Learn how to use Abracadabra.money to take out a loan denominated in $MIM (Magic Internet Money) against your interest-bearing $ETH position (yvcrvSTETH) in order to continue earning interest on your $ETH position and earn interest on what you've borrowed.
Here's how to do that:
Deposit your $ETH at Yearn.fi here: https://yearn.fi/invest/0xdCD90C7f6324cfa40d7169ef80b12031770B4325
Yearn supplies your ETH or stETH to the liquidity pool on Curve. steCRV are staked in the gauge on curve.finance to earn $CRV and $LDO rewards. Rewards are swapped by Yearn for WETH and resupplied to the liquidity pool to obtain more steCRV. This is how Yearn auto-compounds your ETH for you.

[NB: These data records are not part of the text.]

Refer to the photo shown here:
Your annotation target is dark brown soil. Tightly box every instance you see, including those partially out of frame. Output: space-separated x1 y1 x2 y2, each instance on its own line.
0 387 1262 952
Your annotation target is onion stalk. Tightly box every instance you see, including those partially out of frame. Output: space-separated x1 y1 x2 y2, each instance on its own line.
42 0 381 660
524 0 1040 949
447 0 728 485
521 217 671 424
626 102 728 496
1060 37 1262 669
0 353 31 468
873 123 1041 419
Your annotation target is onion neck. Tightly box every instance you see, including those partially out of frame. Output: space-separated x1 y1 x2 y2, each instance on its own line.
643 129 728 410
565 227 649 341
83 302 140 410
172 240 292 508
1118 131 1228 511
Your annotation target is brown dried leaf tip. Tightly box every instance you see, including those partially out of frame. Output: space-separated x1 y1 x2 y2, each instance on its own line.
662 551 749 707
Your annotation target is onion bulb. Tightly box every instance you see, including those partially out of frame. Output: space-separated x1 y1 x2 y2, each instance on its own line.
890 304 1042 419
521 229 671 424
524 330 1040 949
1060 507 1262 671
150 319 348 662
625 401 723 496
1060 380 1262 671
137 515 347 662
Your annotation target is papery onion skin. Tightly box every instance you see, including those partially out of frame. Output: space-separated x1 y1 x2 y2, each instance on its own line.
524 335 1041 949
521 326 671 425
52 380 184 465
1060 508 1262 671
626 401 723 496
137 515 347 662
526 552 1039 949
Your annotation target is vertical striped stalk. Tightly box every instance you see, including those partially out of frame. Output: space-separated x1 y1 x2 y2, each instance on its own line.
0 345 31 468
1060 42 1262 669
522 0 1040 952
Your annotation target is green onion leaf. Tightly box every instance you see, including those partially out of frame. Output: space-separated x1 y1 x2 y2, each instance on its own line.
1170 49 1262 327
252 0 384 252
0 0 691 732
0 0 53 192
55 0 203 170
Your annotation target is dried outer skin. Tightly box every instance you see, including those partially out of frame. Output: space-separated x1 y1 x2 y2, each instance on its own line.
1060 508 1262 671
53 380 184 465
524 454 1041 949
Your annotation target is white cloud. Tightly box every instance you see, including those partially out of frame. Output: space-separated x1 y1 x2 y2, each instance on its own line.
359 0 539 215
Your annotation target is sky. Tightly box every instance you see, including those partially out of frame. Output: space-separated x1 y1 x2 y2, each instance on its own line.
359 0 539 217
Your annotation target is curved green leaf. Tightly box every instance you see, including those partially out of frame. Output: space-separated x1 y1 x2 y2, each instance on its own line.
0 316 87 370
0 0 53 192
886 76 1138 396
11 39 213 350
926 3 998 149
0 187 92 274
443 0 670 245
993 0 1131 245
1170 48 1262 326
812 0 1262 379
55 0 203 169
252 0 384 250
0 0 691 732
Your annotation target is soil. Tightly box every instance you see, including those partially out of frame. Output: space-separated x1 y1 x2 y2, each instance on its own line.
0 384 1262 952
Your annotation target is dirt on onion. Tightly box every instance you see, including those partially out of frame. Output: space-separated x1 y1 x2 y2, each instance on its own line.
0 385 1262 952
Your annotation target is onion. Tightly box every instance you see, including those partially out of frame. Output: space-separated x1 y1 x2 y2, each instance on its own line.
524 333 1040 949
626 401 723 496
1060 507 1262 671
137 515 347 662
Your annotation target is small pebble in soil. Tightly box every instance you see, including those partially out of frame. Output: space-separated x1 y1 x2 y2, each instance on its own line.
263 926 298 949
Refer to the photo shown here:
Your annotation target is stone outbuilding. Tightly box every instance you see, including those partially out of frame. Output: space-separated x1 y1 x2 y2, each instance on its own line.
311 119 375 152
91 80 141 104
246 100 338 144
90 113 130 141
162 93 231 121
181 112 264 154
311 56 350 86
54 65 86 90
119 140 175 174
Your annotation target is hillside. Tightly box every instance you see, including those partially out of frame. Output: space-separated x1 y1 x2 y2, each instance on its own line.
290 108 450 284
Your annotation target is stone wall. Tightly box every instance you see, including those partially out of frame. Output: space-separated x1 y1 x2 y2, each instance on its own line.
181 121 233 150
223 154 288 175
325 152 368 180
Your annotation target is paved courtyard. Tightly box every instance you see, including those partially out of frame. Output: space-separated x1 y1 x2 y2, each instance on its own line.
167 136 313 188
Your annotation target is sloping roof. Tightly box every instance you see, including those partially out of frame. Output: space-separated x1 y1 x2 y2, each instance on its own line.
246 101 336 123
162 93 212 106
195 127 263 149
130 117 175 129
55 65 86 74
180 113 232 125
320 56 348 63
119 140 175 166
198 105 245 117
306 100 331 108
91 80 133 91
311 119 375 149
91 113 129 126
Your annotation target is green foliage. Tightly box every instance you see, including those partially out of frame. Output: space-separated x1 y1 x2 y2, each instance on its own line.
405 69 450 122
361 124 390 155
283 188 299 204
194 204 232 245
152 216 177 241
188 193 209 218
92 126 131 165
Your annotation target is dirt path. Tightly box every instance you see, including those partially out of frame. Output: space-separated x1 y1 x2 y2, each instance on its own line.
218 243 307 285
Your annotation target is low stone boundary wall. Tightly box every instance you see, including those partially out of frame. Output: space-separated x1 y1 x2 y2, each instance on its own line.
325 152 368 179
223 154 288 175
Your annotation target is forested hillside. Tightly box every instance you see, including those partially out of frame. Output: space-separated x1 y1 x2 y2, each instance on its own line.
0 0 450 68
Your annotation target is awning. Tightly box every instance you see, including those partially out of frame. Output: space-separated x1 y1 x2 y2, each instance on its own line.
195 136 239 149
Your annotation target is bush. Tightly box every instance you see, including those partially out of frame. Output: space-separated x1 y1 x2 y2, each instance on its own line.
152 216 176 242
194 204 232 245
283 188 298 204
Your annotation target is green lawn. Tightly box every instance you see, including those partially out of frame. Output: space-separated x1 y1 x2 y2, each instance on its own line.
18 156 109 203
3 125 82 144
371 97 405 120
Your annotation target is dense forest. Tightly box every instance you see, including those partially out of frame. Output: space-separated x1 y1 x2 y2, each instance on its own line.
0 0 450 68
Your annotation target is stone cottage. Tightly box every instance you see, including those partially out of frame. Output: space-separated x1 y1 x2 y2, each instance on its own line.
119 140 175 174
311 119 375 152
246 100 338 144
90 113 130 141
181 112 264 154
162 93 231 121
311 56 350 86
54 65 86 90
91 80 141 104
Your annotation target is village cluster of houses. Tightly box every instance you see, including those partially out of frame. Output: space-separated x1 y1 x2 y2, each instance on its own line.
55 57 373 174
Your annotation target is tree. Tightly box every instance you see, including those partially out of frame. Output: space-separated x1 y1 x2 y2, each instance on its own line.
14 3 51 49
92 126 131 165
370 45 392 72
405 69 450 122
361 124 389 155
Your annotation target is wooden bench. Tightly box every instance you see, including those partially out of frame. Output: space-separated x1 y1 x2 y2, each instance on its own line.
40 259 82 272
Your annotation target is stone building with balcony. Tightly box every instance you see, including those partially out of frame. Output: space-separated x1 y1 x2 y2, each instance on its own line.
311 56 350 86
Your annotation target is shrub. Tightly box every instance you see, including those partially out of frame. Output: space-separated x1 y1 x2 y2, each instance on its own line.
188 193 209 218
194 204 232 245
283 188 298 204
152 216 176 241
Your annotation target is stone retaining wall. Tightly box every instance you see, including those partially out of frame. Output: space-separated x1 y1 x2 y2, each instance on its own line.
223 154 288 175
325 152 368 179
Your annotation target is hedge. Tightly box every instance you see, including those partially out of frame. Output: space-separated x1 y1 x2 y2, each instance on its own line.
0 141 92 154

Your yvcrvSTETH is then pledged as collateral here: https://abracadabra.money/pool/12. It continues to earn interest whilst it's pledged as collateral. This is known as a "Lombardi Loan": https://www.lombardodier.com/home/private-clients/lombard-loans.html
(You can also loop this yvcrvSTETH you've deposited by following these instructions: https://docs.abracadabra.money/intro/leveraged-positions.)
Against your yvcrvSTETH, you're able to take out a $MIM loan. That's one way to get liquidity without selling your $ETH and triggering a taxable event.